Senin, en değerli hâzinen nedir, ey geleceklerin çocuğu? Senin en değerli hâzinen bağımsızlığındır: Türk bağımsızlığı. Bu bağımsızlığa gelişmenin, sonsuzluğun temellerini atan: Çağdaş devletindir, cumhuriyettir, çağdaşlaşma devrimindir: Türk devrimidir. Onun “Ya bağımsızlık, ya ölüm!” çığlığı birdenbire sonsuza akan bir çığlığa çevriliyor, kazanılmış bağımsızlığın ateşiyle, sevinciyle, sorumuyla: “Ey Türk Gençliği! Birinci ödevin, Türk bağımsızlığını, Türk Cumhuriyetini, sonsuza dek korumak ve savunmaktır!”
Şimdi sor bakalım kendine: Bu hâzineyi nasıl sonsuza dek koruyabilirim, savunabilirim? Onun deyimiyle: “Bir gün, seni bu hâzineden -yaşamanın, kişiliğinin, varlığının en değerli hâzinesi- yoksun bırakmak isteyen iç ve dış ‘bedhahlar’ olursa, ne yapacaksın, ne yapmalısın?”
Onun kaynağından içerek karşılık ver buna: Yeniden, her gün kazanılması gereken bağımsızlık adına and içerek, de ki: “Varlığımın ve geleceğimin tek temeli, bağımsızlıktır. Bu temel benim en değerli hazinem- dir. Benim varoluşumdur. Kendi ilkemdir bu, benim: Kişiliğim, özgürlüğümdür. Bu hâzineyi benim elimden kimse alamaz: Ne içte kötüler, ne dışta kötüler. Bağımsızlık ilkesini öğrendim ben: Kendime yeteceğim ve çağımın insanı olacağım. Bilincim bu benim ve sorumluluğum. Devrimi alıp sonsuza değin götüreceğim, oluşlar, değişimler toprağında bağımsızlığın temellerini her gün yeniden öreceğim. Bağımsızlığın özsuyunu dondurmayacağım, devrimin ağacını kurutmayacağım: Taze ve diri tutacağım. Bu hâzineyi elimden almak İsterlerse? İç korsanlar, dış korsanlar. Direteceğim onlara. Yeni bir bağımsızlık savaşı vereceğim. Bağımsızlık savaşma ilk ben yazılacağım, bağımlılığın ilk belirtilerine devrimin tan yerinden başkaldıracağım. Ulusal bağımsızlığı. Cumhuriyetçi bir halk çocuğu olarak kurtaracağım. Kanım, bağımsızlıktan değerli değildir: Kanım bağımsız yaşamak içindir. Devrimin damarlarına bağlamışım damarlarımı: Hayatımız birleşmiştir. Ve bu hâzineyi almak isterlerse, “koşullar ne olursa olsun” senin sesinle haykıracağım: Ya bağımsızlık ya ölüm! Bağımsızlık âşığı olarak and içerim ben!”
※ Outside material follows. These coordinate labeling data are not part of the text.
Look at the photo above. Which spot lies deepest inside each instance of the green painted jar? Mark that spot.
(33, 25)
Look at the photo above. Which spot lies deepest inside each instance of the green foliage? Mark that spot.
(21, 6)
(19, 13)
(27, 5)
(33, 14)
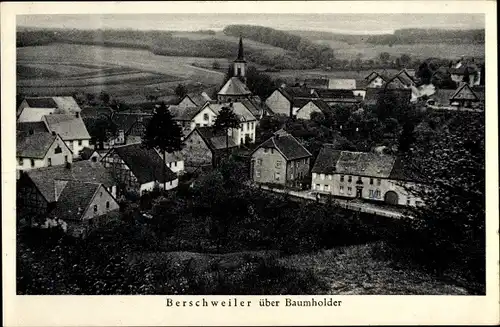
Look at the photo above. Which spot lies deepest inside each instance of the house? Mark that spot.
(373, 94)
(284, 99)
(37, 150)
(362, 175)
(341, 84)
(139, 169)
(317, 83)
(376, 79)
(333, 97)
(312, 106)
(191, 117)
(71, 129)
(248, 122)
(34, 108)
(281, 159)
(36, 189)
(464, 97)
(194, 100)
(131, 127)
(205, 147)
(82, 206)
(174, 161)
(90, 154)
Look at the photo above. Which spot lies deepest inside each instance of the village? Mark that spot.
(66, 176)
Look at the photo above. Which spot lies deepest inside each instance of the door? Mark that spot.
(391, 197)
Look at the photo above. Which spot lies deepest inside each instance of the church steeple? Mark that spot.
(240, 65)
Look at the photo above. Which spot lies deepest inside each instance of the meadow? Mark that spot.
(126, 74)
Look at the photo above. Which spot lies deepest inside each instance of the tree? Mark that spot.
(384, 57)
(225, 120)
(163, 133)
(180, 90)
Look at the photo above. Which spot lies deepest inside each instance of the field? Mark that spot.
(125, 74)
(368, 51)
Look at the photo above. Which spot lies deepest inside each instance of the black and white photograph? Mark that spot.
(180, 154)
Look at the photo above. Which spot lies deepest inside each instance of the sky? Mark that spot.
(336, 23)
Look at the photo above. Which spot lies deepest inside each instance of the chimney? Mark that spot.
(59, 187)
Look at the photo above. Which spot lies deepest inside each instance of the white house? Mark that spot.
(71, 129)
(362, 175)
(34, 108)
(39, 150)
(139, 169)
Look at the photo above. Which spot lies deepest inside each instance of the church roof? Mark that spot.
(234, 86)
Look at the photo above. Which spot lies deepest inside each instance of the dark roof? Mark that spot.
(214, 140)
(41, 102)
(287, 145)
(32, 127)
(184, 113)
(74, 199)
(335, 94)
(326, 160)
(372, 94)
(83, 171)
(145, 164)
(33, 146)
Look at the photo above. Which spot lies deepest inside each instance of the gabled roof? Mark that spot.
(33, 145)
(83, 171)
(32, 127)
(464, 92)
(234, 86)
(41, 102)
(74, 200)
(67, 126)
(145, 164)
(326, 160)
(287, 145)
(341, 84)
(214, 140)
(243, 113)
(184, 113)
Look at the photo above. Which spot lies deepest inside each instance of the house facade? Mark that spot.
(40, 150)
(139, 169)
(366, 176)
(280, 160)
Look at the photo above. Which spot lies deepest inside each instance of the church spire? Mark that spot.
(240, 51)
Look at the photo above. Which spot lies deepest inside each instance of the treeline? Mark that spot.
(319, 55)
(412, 36)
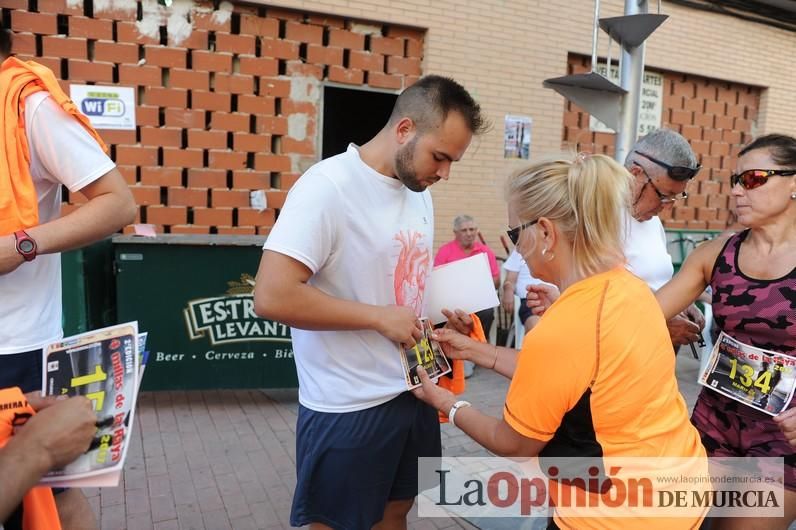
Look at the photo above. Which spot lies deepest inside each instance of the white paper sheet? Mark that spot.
(465, 284)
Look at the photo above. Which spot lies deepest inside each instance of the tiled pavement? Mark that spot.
(219, 460)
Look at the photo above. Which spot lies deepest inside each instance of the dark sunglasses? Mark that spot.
(514, 233)
(665, 199)
(754, 178)
(675, 172)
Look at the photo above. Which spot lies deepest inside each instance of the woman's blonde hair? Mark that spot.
(586, 196)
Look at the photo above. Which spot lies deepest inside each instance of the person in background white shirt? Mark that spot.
(517, 280)
(346, 267)
(61, 153)
(662, 164)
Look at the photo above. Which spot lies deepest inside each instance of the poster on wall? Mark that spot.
(517, 137)
(650, 106)
(107, 107)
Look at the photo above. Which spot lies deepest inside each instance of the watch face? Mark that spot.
(26, 246)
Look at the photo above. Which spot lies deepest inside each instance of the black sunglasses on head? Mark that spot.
(514, 233)
(675, 172)
(754, 178)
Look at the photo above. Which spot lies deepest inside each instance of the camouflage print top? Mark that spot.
(757, 312)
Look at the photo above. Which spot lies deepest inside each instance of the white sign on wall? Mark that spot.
(650, 107)
(107, 107)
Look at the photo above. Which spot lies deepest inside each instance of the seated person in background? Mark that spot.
(465, 244)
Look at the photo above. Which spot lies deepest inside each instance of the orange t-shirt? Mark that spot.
(595, 378)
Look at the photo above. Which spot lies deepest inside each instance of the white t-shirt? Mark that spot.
(61, 152)
(515, 263)
(646, 252)
(367, 238)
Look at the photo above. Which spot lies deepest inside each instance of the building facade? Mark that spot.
(230, 97)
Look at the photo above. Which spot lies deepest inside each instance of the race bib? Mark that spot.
(758, 378)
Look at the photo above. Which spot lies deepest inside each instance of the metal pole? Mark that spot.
(595, 29)
(631, 74)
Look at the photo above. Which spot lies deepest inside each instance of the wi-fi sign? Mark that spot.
(106, 107)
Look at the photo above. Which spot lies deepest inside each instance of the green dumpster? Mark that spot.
(88, 288)
(193, 294)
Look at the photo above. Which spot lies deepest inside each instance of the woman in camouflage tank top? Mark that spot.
(753, 277)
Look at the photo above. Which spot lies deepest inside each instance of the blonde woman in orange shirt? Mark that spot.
(595, 377)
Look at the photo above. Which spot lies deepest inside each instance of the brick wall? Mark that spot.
(501, 51)
(716, 117)
(227, 101)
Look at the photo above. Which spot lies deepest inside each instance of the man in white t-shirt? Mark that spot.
(663, 164)
(61, 152)
(346, 266)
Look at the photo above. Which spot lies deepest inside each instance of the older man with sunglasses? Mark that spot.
(663, 164)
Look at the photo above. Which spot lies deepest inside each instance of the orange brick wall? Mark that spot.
(216, 109)
(716, 117)
(501, 51)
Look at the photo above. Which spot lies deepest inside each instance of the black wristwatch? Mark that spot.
(26, 245)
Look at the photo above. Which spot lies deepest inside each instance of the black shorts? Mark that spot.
(350, 464)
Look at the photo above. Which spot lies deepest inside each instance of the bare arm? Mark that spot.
(459, 346)
(49, 440)
(507, 291)
(282, 293)
(110, 207)
(691, 280)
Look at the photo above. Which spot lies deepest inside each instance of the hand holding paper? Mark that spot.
(465, 284)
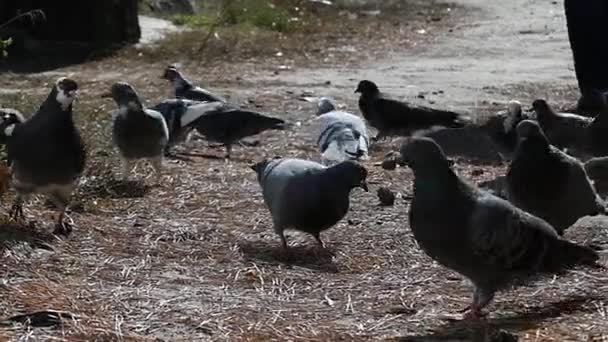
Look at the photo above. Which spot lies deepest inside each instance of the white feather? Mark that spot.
(158, 116)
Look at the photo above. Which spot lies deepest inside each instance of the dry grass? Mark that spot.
(195, 257)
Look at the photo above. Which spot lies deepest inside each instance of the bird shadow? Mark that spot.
(114, 188)
(302, 256)
(503, 328)
(12, 233)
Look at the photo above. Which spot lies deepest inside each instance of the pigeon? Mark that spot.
(228, 124)
(501, 127)
(9, 118)
(486, 239)
(184, 89)
(307, 196)
(391, 117)
(137, 132)
(179, 115)
(341, 136)
(564, 130)
(47, 153)
(548, 183)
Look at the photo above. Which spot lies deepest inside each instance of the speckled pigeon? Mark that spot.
(340, 135)
(47, 153)
(392, 117)
(549, 183)
(137, 132)
(486, 239)
(184, 89)
(564, 130)
(307, 196)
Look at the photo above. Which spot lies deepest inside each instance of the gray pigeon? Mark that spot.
(184, 89)
(307, 196)
(392, 117)
(549, 183)
(340, 135)
(564, 130)
(482, 237)
(47, 153)
(137, 132)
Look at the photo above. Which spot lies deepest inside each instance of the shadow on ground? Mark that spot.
(309, 257)
(503, 328)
Onun kendi ilkesinden gelecek kuşaklara bıraktığı bağımsızlık andı budur: Ya bağımsızlık ya ölüm!
Ya bağımsızlık ya ölüm! Hayat bağımlı olunca, bir yerde ölüm en güzel bağımsızlıktır: Hiç olmazsa orada ne sömürülme, ne hor görülme, ne uşaklık, ne tutsaklık, ne boyun eğme, ne ezilme vardır; ama bağımlılığı ölüme değişmeden yapacağım ilk şey. bağımsızlık için yaşamak, bağımsızlık için başkaldırmaktır, bağımlılığın en ufak çizgisi belirdi mi, başkaldırmak!
Devrimci olarak Mustafa Kemal’e verdiğim söz budur!
1964
(Cumhuriyet Ağacı / Ya Bağımsızlık Ya Ölüm, s. 117-119)
Yazılan yazıların sorumluluğu yazarlarına aittir. Suç teşkil edecek yazılardan dolayı edebice.net sorumlu tutulamaz.
Henüz yorum yok.
Bu yazıya yorum yapabilirsiniz.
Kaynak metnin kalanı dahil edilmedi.